Brian,
This is some of what I suggested earlier. Let's go through this logically
and see what we find out...
If you don't have this already, try out gkrellm. You can use this to
monitor what your machine is doing. (BTW - I'm not that deep in Linux tools,
so if someone knows of better tools I'm certainly interested.)
If you start jack by itself, do you see any xruns? I think the answer is
no, but let us know. Start qjackconnect. Do you see anything yet? I'm
running on a 500MHz P3 with 768MB, with a Hammerfall Light and a good EIDE
controller and audio drive. Start ardour and create a new session, but don't
start recording. I'm at 2% of CPU at this point, with no disk activity.
Start alsaplayer using 'alsaplayer -R -o jack &'. How much CPU are you
using? Any xruns yet? I'm using about 6% of my CPU with no CD playing. No
xruns.
Start playing a CD. Any xruns? I'm at about 12% CPU, bouncing around.
So, currently I'm running:
gkrellm
jack
qjackconnect
ardour
alsaplayer playing a CD
Stop alsaplayer, go into your ardour session and create a two diskstreams
with mixer strips and do some recording. Just let it record for a few
minutes. Put the ardour session on a different desktop, then go back and
watch the xterm that reports xruns and watch gkrellm at the same time. What
is it telling you about disk usage when you see an xrun? How much CPU? I'm
at about 22%, bouncing around. Disk usage is just little blips.
Stop the recording. Create more diskstreams. I created 10 total. Before
starting recording I'm at about 28% CPU, no xruns. Start recording on ALL
the tracks at the same time. I'm at about 50% CPU and disk stuff is still
blips.
What does you system do?
I suspect that you are going to determine that you are not CPU limited,
at least with sessions this size, and that your xruns have some correlation
with what you see going on in gkrellm.
In my case, I've discovered under Windows and Linux that you should not
record to the system drive. I have a Promise ATA-100 controller with
nothing but an IBM audio drive attached. My session directory is on that
drive. I use reiserfs for the audio drive and I get great performance.

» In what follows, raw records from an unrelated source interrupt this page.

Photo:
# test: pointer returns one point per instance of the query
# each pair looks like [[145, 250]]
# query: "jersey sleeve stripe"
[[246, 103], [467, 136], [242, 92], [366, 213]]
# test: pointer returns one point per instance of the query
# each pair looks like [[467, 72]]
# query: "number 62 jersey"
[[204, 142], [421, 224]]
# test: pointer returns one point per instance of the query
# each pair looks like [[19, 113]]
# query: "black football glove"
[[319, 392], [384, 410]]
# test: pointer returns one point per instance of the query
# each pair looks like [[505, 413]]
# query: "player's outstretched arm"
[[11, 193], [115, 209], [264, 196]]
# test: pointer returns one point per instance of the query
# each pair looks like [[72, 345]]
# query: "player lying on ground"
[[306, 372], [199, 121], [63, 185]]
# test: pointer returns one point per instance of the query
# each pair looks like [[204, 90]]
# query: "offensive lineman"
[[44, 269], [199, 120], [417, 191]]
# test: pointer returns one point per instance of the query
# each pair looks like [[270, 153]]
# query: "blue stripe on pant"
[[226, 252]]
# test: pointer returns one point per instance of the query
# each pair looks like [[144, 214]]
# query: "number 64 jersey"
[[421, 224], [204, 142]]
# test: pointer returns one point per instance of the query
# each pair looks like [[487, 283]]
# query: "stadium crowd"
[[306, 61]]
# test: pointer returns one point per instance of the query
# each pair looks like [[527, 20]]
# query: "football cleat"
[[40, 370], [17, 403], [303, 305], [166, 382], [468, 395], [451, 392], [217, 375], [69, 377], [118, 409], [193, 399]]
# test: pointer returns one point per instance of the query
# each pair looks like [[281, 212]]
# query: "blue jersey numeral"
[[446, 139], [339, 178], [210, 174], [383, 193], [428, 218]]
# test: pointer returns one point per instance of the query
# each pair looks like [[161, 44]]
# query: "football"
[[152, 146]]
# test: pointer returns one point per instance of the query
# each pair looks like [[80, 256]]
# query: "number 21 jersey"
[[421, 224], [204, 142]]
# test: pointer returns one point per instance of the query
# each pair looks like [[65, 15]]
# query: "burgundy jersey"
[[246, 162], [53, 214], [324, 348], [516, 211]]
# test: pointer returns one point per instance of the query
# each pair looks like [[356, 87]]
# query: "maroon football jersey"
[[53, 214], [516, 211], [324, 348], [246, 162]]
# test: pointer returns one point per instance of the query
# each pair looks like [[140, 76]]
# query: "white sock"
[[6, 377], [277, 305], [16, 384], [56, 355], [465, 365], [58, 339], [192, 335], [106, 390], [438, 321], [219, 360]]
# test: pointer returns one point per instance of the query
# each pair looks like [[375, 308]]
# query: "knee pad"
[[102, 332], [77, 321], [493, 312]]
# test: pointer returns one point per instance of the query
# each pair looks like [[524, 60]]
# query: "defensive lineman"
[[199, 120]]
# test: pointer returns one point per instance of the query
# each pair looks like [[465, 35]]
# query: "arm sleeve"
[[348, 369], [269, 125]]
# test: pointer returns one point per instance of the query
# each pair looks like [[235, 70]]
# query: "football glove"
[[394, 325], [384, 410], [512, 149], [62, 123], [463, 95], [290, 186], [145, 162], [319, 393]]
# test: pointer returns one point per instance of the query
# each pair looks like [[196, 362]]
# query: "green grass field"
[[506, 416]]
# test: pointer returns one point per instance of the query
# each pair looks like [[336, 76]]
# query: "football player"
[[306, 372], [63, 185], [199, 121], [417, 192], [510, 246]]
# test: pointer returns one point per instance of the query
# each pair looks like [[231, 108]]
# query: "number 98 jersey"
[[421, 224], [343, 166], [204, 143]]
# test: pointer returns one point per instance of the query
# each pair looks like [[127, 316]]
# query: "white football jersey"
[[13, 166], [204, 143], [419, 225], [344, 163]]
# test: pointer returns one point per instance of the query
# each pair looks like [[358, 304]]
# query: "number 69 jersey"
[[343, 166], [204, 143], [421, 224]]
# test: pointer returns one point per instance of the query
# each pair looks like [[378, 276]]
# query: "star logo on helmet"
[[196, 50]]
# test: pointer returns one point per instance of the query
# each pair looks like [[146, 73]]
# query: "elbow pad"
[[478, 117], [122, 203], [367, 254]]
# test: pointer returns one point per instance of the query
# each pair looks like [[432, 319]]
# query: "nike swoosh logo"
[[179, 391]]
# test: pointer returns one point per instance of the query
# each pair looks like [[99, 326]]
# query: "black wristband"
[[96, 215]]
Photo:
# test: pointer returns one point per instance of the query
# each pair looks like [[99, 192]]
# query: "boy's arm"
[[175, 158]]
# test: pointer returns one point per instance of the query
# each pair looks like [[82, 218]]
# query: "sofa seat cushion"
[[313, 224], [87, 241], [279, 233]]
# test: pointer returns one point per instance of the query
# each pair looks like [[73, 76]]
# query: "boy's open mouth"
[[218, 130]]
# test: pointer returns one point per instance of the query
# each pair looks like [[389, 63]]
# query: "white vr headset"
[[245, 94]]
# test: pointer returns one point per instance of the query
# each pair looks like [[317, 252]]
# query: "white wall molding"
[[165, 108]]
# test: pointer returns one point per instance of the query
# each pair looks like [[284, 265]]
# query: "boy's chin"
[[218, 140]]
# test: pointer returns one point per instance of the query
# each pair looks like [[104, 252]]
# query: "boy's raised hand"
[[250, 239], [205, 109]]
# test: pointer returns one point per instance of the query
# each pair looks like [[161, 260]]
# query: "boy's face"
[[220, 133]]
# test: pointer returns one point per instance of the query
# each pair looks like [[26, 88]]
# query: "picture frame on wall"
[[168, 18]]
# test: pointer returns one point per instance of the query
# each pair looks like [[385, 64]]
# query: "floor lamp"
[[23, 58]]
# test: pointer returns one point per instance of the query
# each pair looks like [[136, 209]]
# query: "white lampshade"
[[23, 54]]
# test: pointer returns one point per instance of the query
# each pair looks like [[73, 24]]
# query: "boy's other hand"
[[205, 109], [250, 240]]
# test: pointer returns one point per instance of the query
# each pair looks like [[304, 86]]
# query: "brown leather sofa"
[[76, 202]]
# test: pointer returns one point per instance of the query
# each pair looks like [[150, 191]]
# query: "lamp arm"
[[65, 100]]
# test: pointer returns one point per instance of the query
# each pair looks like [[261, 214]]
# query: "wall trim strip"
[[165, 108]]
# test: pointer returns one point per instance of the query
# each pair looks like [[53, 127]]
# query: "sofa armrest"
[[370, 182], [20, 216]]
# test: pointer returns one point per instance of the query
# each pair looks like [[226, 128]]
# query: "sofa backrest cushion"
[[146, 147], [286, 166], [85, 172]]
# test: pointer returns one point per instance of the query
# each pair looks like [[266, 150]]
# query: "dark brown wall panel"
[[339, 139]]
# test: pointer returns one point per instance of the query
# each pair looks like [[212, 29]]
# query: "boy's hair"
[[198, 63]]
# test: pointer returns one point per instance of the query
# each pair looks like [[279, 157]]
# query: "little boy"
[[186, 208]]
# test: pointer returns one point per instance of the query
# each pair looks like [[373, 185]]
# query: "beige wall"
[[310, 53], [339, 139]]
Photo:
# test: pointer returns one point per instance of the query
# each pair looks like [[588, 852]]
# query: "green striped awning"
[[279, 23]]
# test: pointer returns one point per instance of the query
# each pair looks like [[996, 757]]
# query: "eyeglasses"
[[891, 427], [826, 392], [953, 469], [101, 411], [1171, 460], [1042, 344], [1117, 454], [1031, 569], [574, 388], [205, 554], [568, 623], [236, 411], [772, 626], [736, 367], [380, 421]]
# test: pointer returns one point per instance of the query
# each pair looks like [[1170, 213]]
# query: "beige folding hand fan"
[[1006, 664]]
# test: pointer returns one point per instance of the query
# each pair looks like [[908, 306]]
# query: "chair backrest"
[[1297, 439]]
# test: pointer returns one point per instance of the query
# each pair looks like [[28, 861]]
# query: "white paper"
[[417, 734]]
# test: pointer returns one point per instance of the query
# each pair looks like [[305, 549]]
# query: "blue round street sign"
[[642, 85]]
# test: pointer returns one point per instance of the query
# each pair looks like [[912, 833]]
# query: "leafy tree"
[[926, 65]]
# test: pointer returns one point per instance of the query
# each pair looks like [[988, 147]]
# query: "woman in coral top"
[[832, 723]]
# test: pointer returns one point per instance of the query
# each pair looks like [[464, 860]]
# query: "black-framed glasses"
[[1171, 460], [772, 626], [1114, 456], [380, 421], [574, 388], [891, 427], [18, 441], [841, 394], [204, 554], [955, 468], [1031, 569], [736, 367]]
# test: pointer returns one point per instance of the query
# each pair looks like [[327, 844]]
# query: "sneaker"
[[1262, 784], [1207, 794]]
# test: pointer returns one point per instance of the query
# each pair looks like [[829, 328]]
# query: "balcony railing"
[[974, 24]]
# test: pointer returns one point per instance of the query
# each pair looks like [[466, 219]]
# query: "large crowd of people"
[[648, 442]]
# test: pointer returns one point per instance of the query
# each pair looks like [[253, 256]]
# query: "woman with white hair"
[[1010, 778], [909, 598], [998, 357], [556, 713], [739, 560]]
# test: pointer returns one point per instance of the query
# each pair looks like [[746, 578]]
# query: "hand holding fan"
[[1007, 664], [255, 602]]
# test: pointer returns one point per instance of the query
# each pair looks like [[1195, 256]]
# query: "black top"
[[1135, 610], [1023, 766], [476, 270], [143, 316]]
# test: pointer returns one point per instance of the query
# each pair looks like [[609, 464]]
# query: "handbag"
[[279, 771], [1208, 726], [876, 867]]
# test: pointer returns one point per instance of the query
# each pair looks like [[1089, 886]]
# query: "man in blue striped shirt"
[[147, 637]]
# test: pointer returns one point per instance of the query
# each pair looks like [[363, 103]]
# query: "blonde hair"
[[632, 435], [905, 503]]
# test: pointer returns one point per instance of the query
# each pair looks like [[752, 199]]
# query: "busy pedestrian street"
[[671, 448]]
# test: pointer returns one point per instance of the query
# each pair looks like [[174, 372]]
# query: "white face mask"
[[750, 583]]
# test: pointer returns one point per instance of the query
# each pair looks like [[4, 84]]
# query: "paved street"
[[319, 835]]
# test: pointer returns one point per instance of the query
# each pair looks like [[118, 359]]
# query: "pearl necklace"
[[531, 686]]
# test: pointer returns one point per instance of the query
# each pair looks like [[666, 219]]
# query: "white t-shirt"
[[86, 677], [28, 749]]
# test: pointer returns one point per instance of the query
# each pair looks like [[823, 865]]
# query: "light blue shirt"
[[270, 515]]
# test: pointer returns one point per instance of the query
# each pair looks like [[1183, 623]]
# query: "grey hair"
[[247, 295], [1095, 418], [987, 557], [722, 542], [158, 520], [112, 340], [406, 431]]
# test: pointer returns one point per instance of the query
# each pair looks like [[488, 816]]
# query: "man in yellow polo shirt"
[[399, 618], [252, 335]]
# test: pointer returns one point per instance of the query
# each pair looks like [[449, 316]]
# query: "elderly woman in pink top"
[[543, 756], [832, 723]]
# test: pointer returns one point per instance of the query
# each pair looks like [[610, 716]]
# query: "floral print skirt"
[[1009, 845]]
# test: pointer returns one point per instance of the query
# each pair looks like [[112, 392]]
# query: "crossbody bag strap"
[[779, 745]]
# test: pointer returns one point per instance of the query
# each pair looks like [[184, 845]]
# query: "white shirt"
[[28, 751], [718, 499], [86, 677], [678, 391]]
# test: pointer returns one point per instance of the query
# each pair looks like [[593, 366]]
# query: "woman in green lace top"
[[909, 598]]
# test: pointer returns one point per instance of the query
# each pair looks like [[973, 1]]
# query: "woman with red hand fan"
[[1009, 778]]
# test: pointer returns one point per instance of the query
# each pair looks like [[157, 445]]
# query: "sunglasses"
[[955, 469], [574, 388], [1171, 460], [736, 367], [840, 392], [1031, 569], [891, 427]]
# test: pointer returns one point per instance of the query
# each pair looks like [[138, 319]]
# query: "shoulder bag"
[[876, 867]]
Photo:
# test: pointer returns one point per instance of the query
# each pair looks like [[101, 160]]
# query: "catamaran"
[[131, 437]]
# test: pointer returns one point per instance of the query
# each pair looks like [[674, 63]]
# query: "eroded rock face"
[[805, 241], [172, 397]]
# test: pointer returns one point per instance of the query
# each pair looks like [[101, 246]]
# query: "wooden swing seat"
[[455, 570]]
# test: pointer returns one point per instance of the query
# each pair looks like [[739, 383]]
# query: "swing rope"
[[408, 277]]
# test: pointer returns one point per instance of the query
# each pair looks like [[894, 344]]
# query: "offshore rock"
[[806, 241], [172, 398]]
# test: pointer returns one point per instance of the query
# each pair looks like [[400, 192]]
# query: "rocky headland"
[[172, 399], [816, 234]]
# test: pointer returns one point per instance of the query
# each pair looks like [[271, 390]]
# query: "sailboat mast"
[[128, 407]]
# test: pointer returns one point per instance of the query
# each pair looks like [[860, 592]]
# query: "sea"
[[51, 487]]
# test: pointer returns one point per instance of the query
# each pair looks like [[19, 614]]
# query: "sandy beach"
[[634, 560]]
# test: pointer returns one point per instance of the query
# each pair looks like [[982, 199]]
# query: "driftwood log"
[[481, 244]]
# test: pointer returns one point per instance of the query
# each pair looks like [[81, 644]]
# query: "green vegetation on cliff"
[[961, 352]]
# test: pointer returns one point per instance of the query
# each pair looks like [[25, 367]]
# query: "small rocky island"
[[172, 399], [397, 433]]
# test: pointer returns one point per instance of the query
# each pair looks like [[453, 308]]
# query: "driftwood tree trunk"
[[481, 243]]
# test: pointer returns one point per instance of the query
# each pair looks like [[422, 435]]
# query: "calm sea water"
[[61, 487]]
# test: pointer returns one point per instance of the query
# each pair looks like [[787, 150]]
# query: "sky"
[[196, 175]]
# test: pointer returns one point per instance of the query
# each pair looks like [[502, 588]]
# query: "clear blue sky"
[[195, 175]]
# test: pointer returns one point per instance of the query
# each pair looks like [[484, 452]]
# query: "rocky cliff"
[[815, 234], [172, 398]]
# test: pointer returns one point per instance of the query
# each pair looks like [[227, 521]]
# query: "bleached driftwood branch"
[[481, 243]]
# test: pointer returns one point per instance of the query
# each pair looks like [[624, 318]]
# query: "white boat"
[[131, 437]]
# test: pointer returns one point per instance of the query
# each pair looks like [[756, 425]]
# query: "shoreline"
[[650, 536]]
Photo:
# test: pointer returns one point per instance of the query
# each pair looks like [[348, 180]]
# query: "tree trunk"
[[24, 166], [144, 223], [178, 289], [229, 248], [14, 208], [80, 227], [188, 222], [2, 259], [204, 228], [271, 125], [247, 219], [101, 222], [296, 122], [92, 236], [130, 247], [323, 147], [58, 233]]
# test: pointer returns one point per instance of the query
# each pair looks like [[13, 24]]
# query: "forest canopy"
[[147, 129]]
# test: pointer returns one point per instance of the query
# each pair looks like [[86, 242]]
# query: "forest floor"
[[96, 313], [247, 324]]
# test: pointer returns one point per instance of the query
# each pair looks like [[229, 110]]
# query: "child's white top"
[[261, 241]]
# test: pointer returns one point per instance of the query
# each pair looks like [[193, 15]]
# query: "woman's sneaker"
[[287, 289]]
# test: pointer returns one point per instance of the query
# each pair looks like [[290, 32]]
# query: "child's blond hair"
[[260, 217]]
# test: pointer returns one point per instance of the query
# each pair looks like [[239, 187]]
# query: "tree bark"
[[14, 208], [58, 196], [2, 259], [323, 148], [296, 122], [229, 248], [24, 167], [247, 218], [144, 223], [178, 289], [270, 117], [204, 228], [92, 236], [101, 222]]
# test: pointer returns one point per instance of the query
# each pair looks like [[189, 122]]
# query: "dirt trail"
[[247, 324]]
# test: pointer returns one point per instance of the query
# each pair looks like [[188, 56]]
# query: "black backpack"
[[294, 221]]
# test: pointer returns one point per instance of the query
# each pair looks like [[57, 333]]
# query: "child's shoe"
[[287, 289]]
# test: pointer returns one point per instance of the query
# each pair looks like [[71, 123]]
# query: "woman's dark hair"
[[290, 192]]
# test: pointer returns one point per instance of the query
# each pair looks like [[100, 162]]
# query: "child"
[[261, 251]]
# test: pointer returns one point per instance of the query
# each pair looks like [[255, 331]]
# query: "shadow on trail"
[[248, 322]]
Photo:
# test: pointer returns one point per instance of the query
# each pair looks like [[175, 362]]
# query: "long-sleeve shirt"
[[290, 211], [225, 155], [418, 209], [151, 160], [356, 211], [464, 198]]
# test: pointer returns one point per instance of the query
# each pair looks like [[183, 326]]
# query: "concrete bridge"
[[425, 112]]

I also have seen fewer xruns with the Hammerfall than with my AP2496, but
even that card isn't too bad.
If you want to solve these problems, and I believe they are solvable,
you'll have to dig in an get your hands dirty. Post back what you find out.
I'm interested and willing to help, but at a distance we need good info.
Good luck,
Mark
-----Original Message-----
From: linux-audio-user-admin(a)music.columbia.edu
[mailto:linux-audio-user-admin@music.columbia.edu]On Behalf Of Brian
Redfern
Sent: Wednesday, November 20, 2002 12:11 PM
To: linux-audio-user(a)music.columbia.edu
Subject: Re: [linux-audio-user] clicks and pops
I wonder if having a somewhat cruddy old 20 gig HD is a problem, HD's are
cheap these days. I just downloaded Dmudi via apt-get last night, so I'm
trying for an install on my desktop and I'll tell everyone how that
goes. Apparently its still not the 0.9 version of Demudi, that won't come
out until the end of this month, but by then I can just use apt-get update
to grab the 0.9 version, it'll be interesting to compare the performance
of DeMudi versus Redhat 8.0 with the low latency activated.
http://www.brianredfern.com
On Wed, 20 Nov 2002, Paul Winkler wrote:
On Wed, Nov 20, 2002 at 11:24:13AM -0800, Brian
Redfern wrote:
> I think in my case my audio card is on irq 11, maybe that's just too
high
up and I
won't see things working without xruns until I can jimmy it to
get it at irq 5 instead.
11 is actually good.
IRQ priority is one of those ugly things that evolved
into something completely non-sensible.
http://www.djcj.org/LAU/guide/Low_latency-Mini-HOWTO.php3#irq
--
Paul Winkler
http://www.slinkp.com
"Welcome to Muppet Labs, where the future is made - today!"